The company also requested lifting of trading halt.

The FT report had quoted unnamed sources to say that private equity groups Blackstone, KKR, RRJ and TPG has decided against making a comprehensive offer for GLP, as the June 30 deadline for the bids neared, concern that their submissions will be pointless following the insider bid.

The consortium led by Mr Mei included Fang Fenglei, a director of GLP, and a fund associated with Alibaba's Jack Ma.

GLP shares dropped 7.33 per cent to S$2.780 in morning trade, and the company requested trading halt pending an annoucement.

The complaints had cast spotlight on the governance of an Asian company, which counts sovereign wealth fund GIC as its biggest shareholder. GIC had insisted on a public auction and pushed for a special committee of four independent directors to oversee the sale.

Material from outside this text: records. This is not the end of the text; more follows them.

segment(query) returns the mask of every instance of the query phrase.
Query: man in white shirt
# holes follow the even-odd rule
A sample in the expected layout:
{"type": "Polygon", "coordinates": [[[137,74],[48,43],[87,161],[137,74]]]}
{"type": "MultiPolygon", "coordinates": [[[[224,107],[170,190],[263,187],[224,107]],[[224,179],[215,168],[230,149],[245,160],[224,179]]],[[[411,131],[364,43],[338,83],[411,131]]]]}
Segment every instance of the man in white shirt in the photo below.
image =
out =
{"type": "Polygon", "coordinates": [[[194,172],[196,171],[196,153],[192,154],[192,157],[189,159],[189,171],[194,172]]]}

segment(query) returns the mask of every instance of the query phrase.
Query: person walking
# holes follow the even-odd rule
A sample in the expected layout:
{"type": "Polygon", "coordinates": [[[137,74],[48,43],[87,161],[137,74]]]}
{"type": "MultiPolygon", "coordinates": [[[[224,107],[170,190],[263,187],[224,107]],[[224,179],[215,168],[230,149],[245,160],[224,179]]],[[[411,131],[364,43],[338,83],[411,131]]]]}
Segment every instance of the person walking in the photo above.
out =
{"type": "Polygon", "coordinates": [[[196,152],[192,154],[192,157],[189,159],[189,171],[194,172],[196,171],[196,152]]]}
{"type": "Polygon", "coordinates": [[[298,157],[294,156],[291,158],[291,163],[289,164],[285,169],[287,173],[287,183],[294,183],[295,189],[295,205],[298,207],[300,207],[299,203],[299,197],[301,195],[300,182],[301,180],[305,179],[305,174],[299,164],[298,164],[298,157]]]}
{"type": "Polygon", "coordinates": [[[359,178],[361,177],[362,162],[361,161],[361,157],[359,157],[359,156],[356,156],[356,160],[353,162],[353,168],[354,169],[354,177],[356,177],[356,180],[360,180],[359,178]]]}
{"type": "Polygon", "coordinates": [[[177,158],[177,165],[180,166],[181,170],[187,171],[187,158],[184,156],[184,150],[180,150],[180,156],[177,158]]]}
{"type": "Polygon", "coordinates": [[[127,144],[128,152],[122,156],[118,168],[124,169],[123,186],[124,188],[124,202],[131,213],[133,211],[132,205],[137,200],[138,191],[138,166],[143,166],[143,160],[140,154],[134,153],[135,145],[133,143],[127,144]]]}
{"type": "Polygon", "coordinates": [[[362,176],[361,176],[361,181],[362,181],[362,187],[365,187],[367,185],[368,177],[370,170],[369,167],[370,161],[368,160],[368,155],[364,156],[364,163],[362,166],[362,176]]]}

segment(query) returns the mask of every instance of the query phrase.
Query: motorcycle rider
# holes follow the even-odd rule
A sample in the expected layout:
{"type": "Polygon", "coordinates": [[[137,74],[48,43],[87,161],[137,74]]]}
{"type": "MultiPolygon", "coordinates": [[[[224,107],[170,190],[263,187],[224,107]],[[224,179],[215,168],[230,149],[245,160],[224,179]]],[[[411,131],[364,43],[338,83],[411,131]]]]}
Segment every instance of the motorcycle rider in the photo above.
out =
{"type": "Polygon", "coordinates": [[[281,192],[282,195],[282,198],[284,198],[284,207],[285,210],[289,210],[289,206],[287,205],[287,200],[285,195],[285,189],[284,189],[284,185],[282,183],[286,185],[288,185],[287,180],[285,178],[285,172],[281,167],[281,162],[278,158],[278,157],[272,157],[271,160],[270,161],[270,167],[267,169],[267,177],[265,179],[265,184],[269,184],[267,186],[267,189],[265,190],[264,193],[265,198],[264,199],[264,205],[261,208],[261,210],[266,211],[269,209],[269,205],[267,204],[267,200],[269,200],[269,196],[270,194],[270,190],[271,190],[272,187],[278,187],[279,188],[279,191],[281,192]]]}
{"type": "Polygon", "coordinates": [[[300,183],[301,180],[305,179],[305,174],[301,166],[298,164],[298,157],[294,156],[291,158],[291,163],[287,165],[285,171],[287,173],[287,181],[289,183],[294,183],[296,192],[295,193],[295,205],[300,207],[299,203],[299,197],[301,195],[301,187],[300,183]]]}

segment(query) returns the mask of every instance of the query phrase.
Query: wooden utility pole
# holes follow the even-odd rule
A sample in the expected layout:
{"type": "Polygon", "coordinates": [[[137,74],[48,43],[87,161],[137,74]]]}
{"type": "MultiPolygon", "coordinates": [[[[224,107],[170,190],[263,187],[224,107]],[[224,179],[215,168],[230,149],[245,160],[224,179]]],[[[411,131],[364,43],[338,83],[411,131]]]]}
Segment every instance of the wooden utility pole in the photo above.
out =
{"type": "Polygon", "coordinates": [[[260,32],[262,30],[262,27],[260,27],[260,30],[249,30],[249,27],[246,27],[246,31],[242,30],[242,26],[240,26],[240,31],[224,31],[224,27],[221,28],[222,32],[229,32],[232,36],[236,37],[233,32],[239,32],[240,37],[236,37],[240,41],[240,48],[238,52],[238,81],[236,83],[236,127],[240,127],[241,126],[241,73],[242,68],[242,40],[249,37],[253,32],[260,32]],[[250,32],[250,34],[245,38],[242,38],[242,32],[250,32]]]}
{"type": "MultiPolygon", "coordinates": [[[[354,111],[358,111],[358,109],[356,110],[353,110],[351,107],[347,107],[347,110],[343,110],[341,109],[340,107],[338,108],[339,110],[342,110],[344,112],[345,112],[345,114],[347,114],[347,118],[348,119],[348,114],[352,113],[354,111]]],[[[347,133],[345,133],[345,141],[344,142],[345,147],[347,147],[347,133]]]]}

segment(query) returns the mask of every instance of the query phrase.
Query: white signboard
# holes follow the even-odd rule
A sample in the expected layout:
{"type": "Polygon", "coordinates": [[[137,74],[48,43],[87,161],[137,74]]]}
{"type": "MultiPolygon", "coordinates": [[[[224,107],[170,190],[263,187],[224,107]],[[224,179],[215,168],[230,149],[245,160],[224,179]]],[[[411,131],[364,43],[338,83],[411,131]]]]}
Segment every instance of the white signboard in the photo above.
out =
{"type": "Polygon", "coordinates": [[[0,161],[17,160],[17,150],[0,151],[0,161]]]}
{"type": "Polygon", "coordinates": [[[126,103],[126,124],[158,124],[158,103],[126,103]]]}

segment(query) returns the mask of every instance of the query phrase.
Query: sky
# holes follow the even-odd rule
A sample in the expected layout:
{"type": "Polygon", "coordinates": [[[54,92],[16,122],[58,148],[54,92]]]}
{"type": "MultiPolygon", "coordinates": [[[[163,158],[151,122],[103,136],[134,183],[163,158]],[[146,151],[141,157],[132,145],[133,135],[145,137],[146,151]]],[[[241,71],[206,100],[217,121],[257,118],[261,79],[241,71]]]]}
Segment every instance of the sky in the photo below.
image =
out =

"GIC expects all our investee companies and their boards to act in accordance with applicable laws and regulations and to have appropriate corporate governance practices," a GIC spokesman told FT.

The chairman of that committee, Seek Ngee Huat, who also chairs GLP's board, said: "The objective of the strategic review is to maximise value for all shareholders, which is why we are singularly focused on ensuring that the process is conducted in a fair and independent manner."

Mainboard-listed GLP has an enterprise value of US$19billion (S$26.4 billion). The auction is expected to generate proceeds of about US$10.5 billion.